On voit bien dès lors de quel processus créatif est issu BTBR. Allant au-delà de l’obligation (due à un public dont nous faisons partie aussi) de raconter une histoire lisible, le film explore des territoires plastiques habituellement fréquentés par des artistes qu’on pourrait qualifier d’expérimentaux si seulement le terme n’était pas un pléonasme. En quelque sorte, BTBR est enfant de l’art et essai et du film de genre (les père et mère biologiques de Cosmatos). C’est peut-être à cela que ressemblerait le cinéma contemporain s’il s’affranchissait des contraintes commerciales et narratives industrielles. Une bouffée d’air frais pour les sens, mais un véritable boulet pour l’intellect. Il faut parfois lutter pour résister au zapping, à l’avance rapide ou à l’endormissement, sans même espérer la récompense du dénouement/climax. Et pourtant, indubitablement, on est en face d’un objet filmique inédit et proche du « film culte ». Culte, BTBR l’est déjà puisque sa sortie confidentielle en Amérique du Nord et dans quelques festivals, lui a valu à la fois la détestation ET l’adulation des critiques.
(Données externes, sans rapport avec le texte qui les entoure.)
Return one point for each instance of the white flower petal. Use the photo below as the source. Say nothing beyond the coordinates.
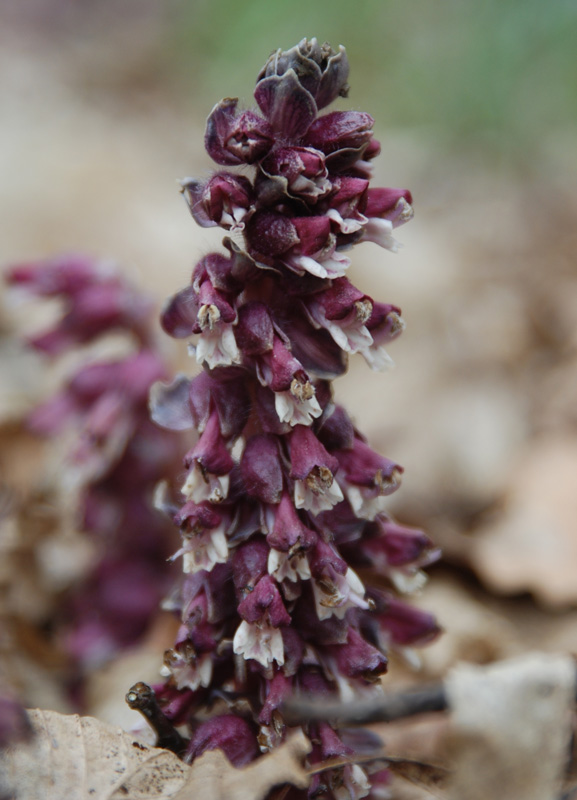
(259, 641)
(315, 502)
(218, 346)
(294, 411)
(282, 566)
Haï et adoré en même temps : c’est à ça qu’on reconnaît un grand réalisateur. Lol. Et BTBR n’est que le premier film de Cosmatos fils. Il faudrait remonter dans le temps et observer l’accueil fait à Eraserhead de Lynch, un film ô combien emmerdant (si, si, mais beaucoup moins que le Solaris de Tarkovsky) mais avec une atmosphère tellement cauchemardesque qu’elle hante pour toujours le spectateur qui aura eu la patience de le regarder. Et comme BTBR, le film du jeune Lynch met en scène un futur alternatif qui, comme ses images, contrefait les années 70/80. BTBR finalement s’inscrit dans une tendance lourde qui nous a imposé ces dernières années de réécouter via Daftpunk et bien d’autres, la B.O. de notre enfance ou de  notre adolescence, voire de notre jeunesse (ami lecteur, raie la mention inutile en fonction de ton âge). Pour boucler la boucle, une version VHS du film a été éditée, comme on éditerait un vinyle ou une cassette audio d’une oeuvre actuelle pour la rattacher à ses racines temporelles, culturelles et technologiques. Une façon énorme d’affirmer « je suis de ce temps là ». Ce temps étant marqué par une technologie.
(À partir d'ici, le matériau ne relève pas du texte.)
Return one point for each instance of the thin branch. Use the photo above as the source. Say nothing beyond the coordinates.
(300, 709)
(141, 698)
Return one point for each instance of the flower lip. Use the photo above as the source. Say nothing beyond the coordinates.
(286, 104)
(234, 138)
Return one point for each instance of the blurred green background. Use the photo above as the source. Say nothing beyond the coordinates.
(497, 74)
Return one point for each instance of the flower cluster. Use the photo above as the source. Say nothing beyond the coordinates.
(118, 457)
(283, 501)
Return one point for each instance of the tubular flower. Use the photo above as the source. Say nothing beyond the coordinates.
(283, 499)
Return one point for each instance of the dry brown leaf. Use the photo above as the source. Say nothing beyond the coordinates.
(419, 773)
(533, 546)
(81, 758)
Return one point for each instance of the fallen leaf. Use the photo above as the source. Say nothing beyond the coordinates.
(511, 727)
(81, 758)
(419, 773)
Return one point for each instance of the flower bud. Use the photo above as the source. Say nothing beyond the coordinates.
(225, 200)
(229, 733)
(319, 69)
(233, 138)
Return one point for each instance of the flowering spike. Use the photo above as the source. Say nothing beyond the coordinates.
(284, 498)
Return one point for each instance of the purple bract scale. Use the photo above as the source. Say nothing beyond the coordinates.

Elena (Eva Bourne) en mode Scanners (de Cronenberg).

Elena (Eva Bourne) en mode Scanners (de Cronenberg).

On ne souhaite pas le destin de Lynch à Cosmatos. On lui souhaite d’accomplir son propre destin. A l’image de celui de l’héroïne comateuse et droguée qui finit par s’émanciper de ses geôliers. Dans les dernières minutes de Beyond The Black Rainbow, Elena émerge à la surface, non pas en plein jour, mais dans l’obscure clarté d’une nuit noire comme un arc-en-ciel. Et alors enfin, elle sourit.

Beyond The Black Rainbow de Panos Cosmatos, avec Michael Rogers, Eva Bourne. Canada, 2010. Sortie française : nc.